Tanah Kas Desa di Klaten Tambah Luas karena Tol Jogja-Solo

Petugas pengukuran jalan tol Solo-Jogja merampungkan pekerjaannya di Kranggan, Polanharjo, Klaten, Kamis (6/8/2020). - Solopos.com/Ponco Suseno
16 Oktober 2021 14:57 WIB Taufik Sidik Prakoso News Share :

Harianjogja.co, KLATEN—Tanah kas desa di Desa Kahuman, Kecamatan Polanharjo, Klaten justru bakal lebih luas setelah sebagian tanah kas desa setempat terdampak proyek pembangunan jalan tol Jogja-Solo (Joglo).

Bahkan, luas tanah kas desa bertambah hampir dua kali lipat dari sebelumnya. Lahan kas desa Kahuman yang terdampak tol Joglo sebanyak 38.000 meter persegi. Namun, saat ini lahan pengganti yang diperoleh mencapai luas 72.000 meter persegi.

Kepala Desa Kahuman, Ida Andung Prihatin, mengatakan jumlah total bidang lahan terdampak proyek tol di Kahuman ada 125 bidang. Dari jumlah itu, ada dua bidang lahan yang merupakan rumah. Sisanya merupakan bidang lahan untuk sawah. “Untuk proses pembayaran uang ganti rugi pada dasarnya semua sudah klir [terbayarkan]. Tinggal dua bidang lahan saja karena persoalan ahli

waris,” kata Ida, Jumat (15/10/2021).

Ida menuturkan di antara sawah yang bakal menjadi jalan tol, ada tanah kas desa. Jumlah bidang lahan tanah kas desa yang terdampak tol ada 19 bidang atau seluas 38.000 meter persegi. “Kalau di Polanharjo tanah kas desa di Kahuman yang paling banyak [terdampak proyek tol]. Nilai uang ganti rugi [untuk tanah kas desa] sekitar Rp13 miliar,” jelas dia.

Soal penggantian tanah kas desa terdampak proyek tol, Ida menjelaskan proses pencarian lahan pengganti sudah rampung. Jumlah total lahan pengganti yang bisa didapatkan panitia desa setempat mencapai 32 bidang atau sekitar 72.000 meter persegi. Artinya, luas lahan pengganti justru lebih luas dibandingkan luas tanah kas desa yang terdampak proyek tol.

Sekitar 26 bidang lahan untuk pengganti tanah kas desa terdampak tol masih berada di Desa

Kahuman. Sebanyak enam bidang lainnya berada di desa lain di wilayah Polanharjo. Saat ini, panitia pengadaan tanah kas Desa Kahuman masih merampungkan proses administrasi lahan pengganti tersebut. “Karena pintar-pintarnya tim yang mencari lahan. Yang penting kami cari di Kahuman kemudian ada nilai tambah cari di luar desa,” kata dia.
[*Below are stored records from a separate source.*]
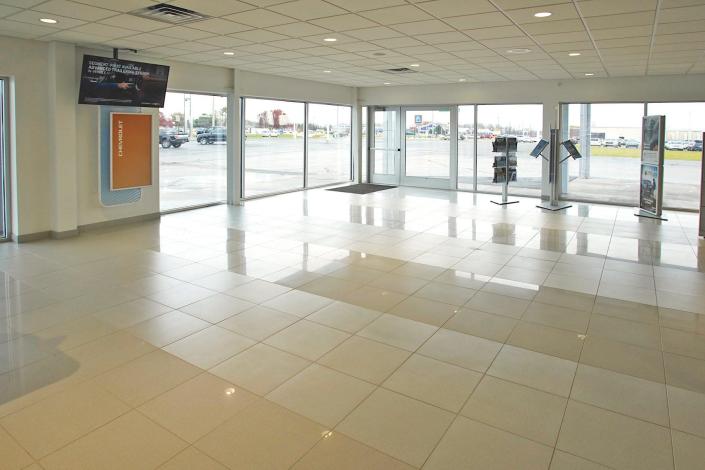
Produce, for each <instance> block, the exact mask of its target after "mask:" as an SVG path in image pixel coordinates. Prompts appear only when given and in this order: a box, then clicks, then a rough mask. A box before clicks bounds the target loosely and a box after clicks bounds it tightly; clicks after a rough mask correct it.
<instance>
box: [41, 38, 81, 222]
mask: <svg viewBox="0 0 705 470" xmlns="http://www.w3.org/2000/svg"><path fill="white" fill-rule="evenodd" d="M48 61H49V63H48V67H47V70H48V73H49V90H48V91H49V93H48V98H49V99H48V113H49V119H48V122H49V129H48V130H47V131H48V132H47V137H48V141H49V159H50V165H51V169H52V172H51V178H50V182H51V193H52V196H53V197H52V199H53V200H52V201H51V202H50V209H51V216H52V217H51V230H52V231H53V232H55V233H57V234H59V235H61V234H62V233H64V234H65V233H66V232H73V231H75V230H76V228H77V226H78V190H77V153H78V149H77V140H76V107H77V104H76V103H77V102H78V97H77V93H76V92H77V84H78V70H77V65H76V48H75V47H74V46H73V45H70V44H64V43H58V42H52V43H50V44H49V54H48Z"/></svg>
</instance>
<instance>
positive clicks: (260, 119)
mask: <svg viewBox="0 0 705 470" xmlns="http://www.w3.org/2000/svg"><path fill="white" fill-rule="evenodd" d="M243 103H244V112H243V115H244V116H245V119H244V121H243V127H244V136H245V139H244V141H245V144H244V145H243V164H244V176H245V177H244V187H243V195H244V197H252V196H258V195H262V194H270V193H277V192H282V191H289V190H293V189H299V188H303V185H304V140H305V139H304V119H305V118H304V114H305V105H304V103H296V102H291V101H274V100H263V99H256V98H246V99H244V100H243Z"/></svg>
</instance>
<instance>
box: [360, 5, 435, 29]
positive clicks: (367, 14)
mask: <svg viewBox="0 0 705 470" xmlns="http://www.w3.org/2000/svg"><path fill="white" fill-rule="evenodd" d="M360 15H362V16H364V17H365V18H367V19H370V20H372V21H376V22H377V23H381V24H384V25H391V24H399V23H409V22H411V21H422V20H430V19H432V17H431V15H429V14H428V13H426V12H424V11H423V10H421V9H420V8H417V7H415V6H413V5H404V6H398V7H389V8H381V9H378V10H369V11H364V12H361V13H360Z"/></svg>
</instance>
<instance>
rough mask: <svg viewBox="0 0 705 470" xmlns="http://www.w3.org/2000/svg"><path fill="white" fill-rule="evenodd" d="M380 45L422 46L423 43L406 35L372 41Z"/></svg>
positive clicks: (393, 45)
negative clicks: (397, 36)
mask: <svg viewBox="0 0 705 470" xmlns="http://www.w3.org/2000/svg"><path fill="white" fill-rule="evenodd" d="M372 42H373V43H374V44H377V45H378V46H380V47H385V48H389V49H395V48H398V47H411V46H422V45H423V43H422V42H421V41H418V40H416V39H414V38H412V37H409V36H404V37H400V38H389V39H379V40H377V41H372Z"/></svg>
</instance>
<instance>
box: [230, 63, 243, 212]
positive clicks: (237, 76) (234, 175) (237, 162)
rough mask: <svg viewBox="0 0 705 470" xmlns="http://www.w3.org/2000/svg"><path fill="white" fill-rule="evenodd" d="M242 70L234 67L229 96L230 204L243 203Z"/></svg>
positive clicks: (239, 204)
mask: <svg viewBox="0 0 705 470" xmlns="http://www.w3.org/2000/svg"><path fill="white" fill-rule="evenodd" d="M240 99H241V92H240V72H239V70H237V69H233V93H232V94H230V95H229V96H228V204H231V205H236V206H239V205H241V204H242V196H241V195H242V178H243V175H242V139H244V138H245V136H244V134H243V133H242V122H243V120H244V119H245V117H244V116H241V112H242V108H241V106H240Z"/></svg>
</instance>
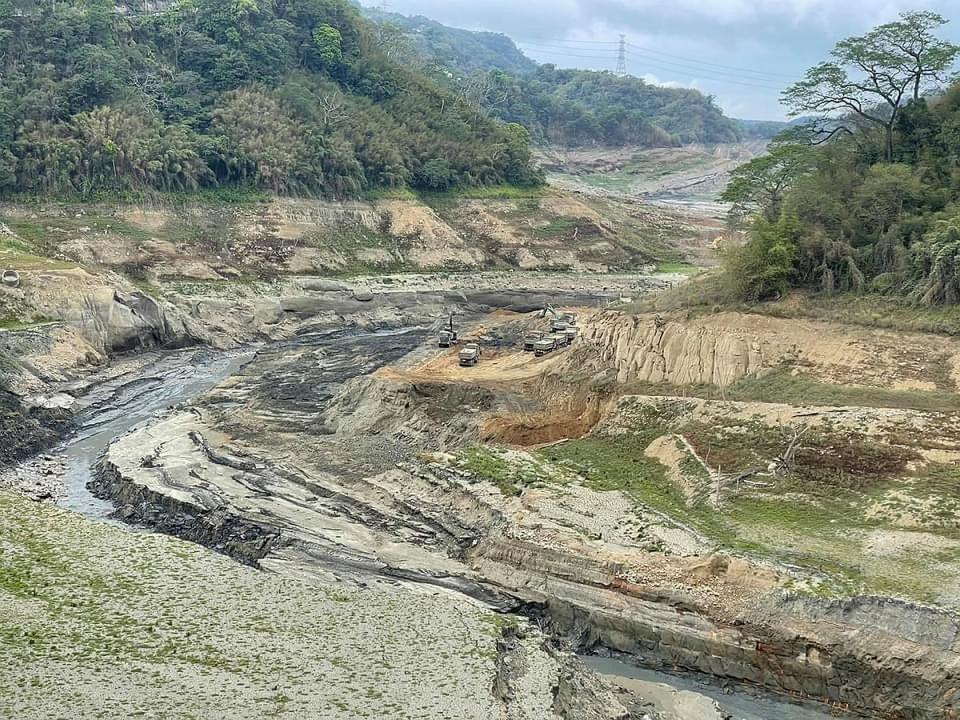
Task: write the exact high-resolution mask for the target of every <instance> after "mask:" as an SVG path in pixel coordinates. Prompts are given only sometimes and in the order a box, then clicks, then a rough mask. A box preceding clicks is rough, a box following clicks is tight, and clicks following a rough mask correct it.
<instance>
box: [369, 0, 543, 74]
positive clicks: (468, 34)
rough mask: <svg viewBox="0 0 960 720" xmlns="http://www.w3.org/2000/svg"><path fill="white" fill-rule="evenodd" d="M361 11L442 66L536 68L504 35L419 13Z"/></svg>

Terkait dengan sawah, Ida menjelaskan sawah yang terdampak proyek tol kini sudah tak lagi ditanami setelah uang ganti rugi dibayarkan. Soal jalur irigasi terdampak proyek tol, Ida menuturkan ada sembilan jalur irigasi. Pelaksana proyek tol menjanjikan jalur irigasi tak bakal terganggu proyek jalan tol. “Sudah ada pembahasan di kecamatan yang penting [pembangunan jalan tol] jangan nyenggol

petani. Karena dampak yang paling dirasakan itu di timur tol,” jelas dia.

Ketua Kelompok Tani Tunas Karya III Desa Kahuman, Sugiyarta, mengatakan sawah terdampak proyek tol di Kahuman sudah dibiarkan bera sejak musim tanam kali ini setelah ada penggantian uang ganti rugi. Rata-rata petani yang sawahnya terdampak tol mulai mencari lahan pengganti. “Ada yang mencari sawah pengganti masih di Kahuman ada juga yang di luar Kahuman. Rata-rata pada mencari sawah pengganti,” jelas dia.